Literature DB >> 30038805

Extended robotic salvage lymphadenectomy in patients with 'node-only' prostate cancer recurrence: initial experience.

Konstantin Kolontarev1, Alexander Govorov1, George Kasyan1, Paul Rasner1, Alexander Vasiliev1, Dmitry Pushkar1.   

Abstract

INTRODUCTION: Biochemical relapse (BR) after a primary radical prostatectomy may occur in up to 40 percent of cases. Salvage lymphadenectomy has been proposed in patients with 'node-only' driven BR, following a definitive treatment of primary prostate cancer (PCa). We present our initial series of 10 consecutive patients who underwent an extended robotic salvage pelvic lymph node dissection (eRSPLND) for 'node-only' recurrent PCa.
MATERIALS AND METHODS: It was a prospective study, including patients who presented with biochemical relapse after a primary radical prostatectomy at a median of 3.6 years prior. Clinical work-up that was done, including Magnetic resonance Imaging of chest/abdomen/pelvis and a bone scan, did not reveal any abnormalities. All patients underwent 11Choline PET (Positron Emission Tomography)/CT (Computed Tomography), which identified 'node-only' metastases.
RESULTS: The median operative time was 73.4 mins, blood loss of 100 cc and hospital stay of 2 days. No patient had intra-operative complications, required an open conversion or any blood transfusion. Clavien II grade complications occurred in 1 patient (10%) and were managed conservatively. On histopathology, the median number of total and positive nodes per patient was 15 and 6, respectively. Overall, in our 10 patients, of the 157 total excised nodes, 38.8% were positive. Overall the median (range) PSA (prostate specific antigen) pre-operatively was 3.5 (1.6-3.7) ng/ml. At 3 months post-operatively, the median (range) PSA was 1.1 (0.2-3.4) ng/ml. This reflects an overall median PSA decrease of 31.4%. In no patient did the post-eRSPLND (extended Robotic Salvage pelvic lymphadenectomy) PSA reach zero.
CONCLUSIONS: eRSPLND allows the majority of patients to postpone hormonal treatment, which can theoretically decrease the cost of the treatment. 11Choline PET/CT identifies patients who are suitable for the eRSPLND. Longer follow-up is necessary to assess the oncologic outcomes.

Entities:  

Keywords:  prostate cancer ‹› recurrence ‹› robotic-assisted lymphadenectomy ‹› multi-parameter magnetic resonance imaging positron-emission tomography

Year:  2018        PMID: 30038805      PMCID: PMC6051359          DOI: 10.5173/ceju.2018.1478

Source DB:  PubMed          Journal:  Cent European J Urol        ISSN: 2080-4806


INTRODUCTION

Biochemical relapse (BR) after a primary radical prostatectomy may occur in up to 40 percent of cases [1]. The traditional method of treatment of patients with BR is salvage radiotherapy.

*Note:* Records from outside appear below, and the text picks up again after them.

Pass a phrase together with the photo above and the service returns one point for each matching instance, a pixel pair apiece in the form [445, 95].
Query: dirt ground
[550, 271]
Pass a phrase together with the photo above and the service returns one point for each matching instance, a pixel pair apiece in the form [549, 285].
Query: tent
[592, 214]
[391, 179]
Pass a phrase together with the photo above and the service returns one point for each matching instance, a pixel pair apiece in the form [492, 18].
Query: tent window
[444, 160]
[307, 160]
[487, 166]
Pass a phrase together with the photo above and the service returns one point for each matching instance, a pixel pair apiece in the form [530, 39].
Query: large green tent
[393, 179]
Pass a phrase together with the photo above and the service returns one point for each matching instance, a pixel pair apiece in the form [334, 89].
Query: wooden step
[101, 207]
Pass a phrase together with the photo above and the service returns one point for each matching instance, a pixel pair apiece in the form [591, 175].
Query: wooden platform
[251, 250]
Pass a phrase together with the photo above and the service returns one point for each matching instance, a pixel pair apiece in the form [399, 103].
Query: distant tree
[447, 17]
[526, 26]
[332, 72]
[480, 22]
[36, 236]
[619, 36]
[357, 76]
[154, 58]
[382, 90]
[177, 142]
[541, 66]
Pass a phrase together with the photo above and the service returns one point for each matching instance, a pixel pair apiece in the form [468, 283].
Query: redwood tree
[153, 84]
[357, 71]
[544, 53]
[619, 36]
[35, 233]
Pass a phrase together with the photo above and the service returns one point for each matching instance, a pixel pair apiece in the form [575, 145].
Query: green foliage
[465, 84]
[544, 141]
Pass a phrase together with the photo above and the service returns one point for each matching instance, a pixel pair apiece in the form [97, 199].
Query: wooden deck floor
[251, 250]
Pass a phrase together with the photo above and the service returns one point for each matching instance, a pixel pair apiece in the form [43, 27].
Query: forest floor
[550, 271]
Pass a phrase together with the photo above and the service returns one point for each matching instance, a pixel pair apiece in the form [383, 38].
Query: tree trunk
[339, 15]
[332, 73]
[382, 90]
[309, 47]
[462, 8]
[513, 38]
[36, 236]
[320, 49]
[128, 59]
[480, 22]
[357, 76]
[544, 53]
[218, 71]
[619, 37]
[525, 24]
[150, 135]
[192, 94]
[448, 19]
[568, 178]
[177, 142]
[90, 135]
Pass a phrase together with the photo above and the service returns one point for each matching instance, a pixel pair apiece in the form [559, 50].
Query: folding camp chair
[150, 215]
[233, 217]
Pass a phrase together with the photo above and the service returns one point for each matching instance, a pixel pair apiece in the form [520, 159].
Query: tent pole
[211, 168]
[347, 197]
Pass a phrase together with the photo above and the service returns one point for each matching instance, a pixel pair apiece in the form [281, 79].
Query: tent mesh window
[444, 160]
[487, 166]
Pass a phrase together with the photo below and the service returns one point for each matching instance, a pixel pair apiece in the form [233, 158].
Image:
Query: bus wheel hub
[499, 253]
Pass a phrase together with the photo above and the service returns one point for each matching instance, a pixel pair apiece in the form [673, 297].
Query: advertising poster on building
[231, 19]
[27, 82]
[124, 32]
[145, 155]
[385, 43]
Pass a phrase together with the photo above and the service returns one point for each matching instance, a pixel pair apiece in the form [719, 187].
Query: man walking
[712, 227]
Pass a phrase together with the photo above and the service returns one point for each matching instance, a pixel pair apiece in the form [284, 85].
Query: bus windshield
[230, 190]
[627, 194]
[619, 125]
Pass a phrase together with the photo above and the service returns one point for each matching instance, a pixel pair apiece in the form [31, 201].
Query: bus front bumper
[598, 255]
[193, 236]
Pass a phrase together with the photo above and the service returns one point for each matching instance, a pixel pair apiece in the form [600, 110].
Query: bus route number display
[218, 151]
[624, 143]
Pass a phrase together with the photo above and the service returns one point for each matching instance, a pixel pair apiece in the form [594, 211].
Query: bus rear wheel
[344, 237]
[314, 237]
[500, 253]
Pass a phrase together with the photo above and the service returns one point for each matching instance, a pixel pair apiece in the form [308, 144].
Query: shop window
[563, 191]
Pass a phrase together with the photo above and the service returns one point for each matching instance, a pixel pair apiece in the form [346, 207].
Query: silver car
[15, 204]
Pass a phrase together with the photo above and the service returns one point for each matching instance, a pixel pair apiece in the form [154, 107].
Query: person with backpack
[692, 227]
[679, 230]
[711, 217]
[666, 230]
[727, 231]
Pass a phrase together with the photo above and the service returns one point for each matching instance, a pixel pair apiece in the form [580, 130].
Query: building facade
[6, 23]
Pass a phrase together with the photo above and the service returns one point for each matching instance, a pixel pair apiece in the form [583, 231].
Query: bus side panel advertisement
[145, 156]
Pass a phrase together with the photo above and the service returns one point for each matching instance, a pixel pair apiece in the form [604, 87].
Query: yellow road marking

In accordance to the European Assosiation of Urology (EAU) Guidelines [2], performance of extended pelvic lymphadenectomy (ePLND) is justified in patients with a high-risk localized prostate cancer and with >5% risk for metastatic progression. Patients with isolated lymph nodes cancer recurrence have a more favorable prognosis as compared to the patients with prostate cancer with bone or internal organs metastasis [3]. Salvage lymphadenectomy has been proposed in patients with ‘node-only’ driven BR, following a definitive treatment of the primary prostate cancer (PCa). This procedure is typically performed by an open surgery with its associated morbidity. In this paper we present our initial series of 10 consecutive patients who underwent an extended robotic salvage pelvic lymph node dissection (eRSPND) for ‘node-only’ recurrent PCa.

MATERIAL AND METHODS

This was a prospective study, which included patients, who presented with a biochemical relapse after a primary radical prostatectomy at a median of 3.6 years prior (Table 1). Clinical work-up, which was done according to the standard protocol prior 11Choline PET/CT (Positron Emission Tomography/Computed Tomography) including MRI (magnetic resonance imaging of chest/abdomen/pelvis) and a bone scan, did not reveal any abnormalities. All patients underwent 11Choline PET/CT, which identified ‘node-only’ metastases along the external iliac lymph nodes (Figure 1), pelvic lymph nodes (Figure 2) and in a group of obturator lymph nodes on both sides (Figure 3).
Table 1

Baseline demographics

DemographicsMedian (range) or N (%)
N10
Age, years63 (50–71)
PSA (prostate specific antigen) at initial PCa (primary prostate cancer) diagnosis, ng/ml8.3 (5.7–13.4)
Primary Gleason score:
Grade 10 (0%)
Grade 22 (20%)
Grade 35 (50%)
Grade 43 (30%)
Grade 50 (0%)
TNM (Tumor nodes metastases) stage
T2cN0M08 (80%)
T3aN0M02 (20%)
Prior primary treatment:
Robotic radical prostatectomy (RP)9 (90%)
Open RP1 (10%)
Prior PLND (pelvic lymphadenectomy) (at initial RP)9 (90%)
Number of nodes7 (6-9)
Time from Primary Treatment, months44
Figure 1

Metastases along the external iliac lymph nodes.

Figure 2

Metastases in pelvic lymph nodes.

Figure 3

Metastases in a group of obturator lymph nodes on both sides.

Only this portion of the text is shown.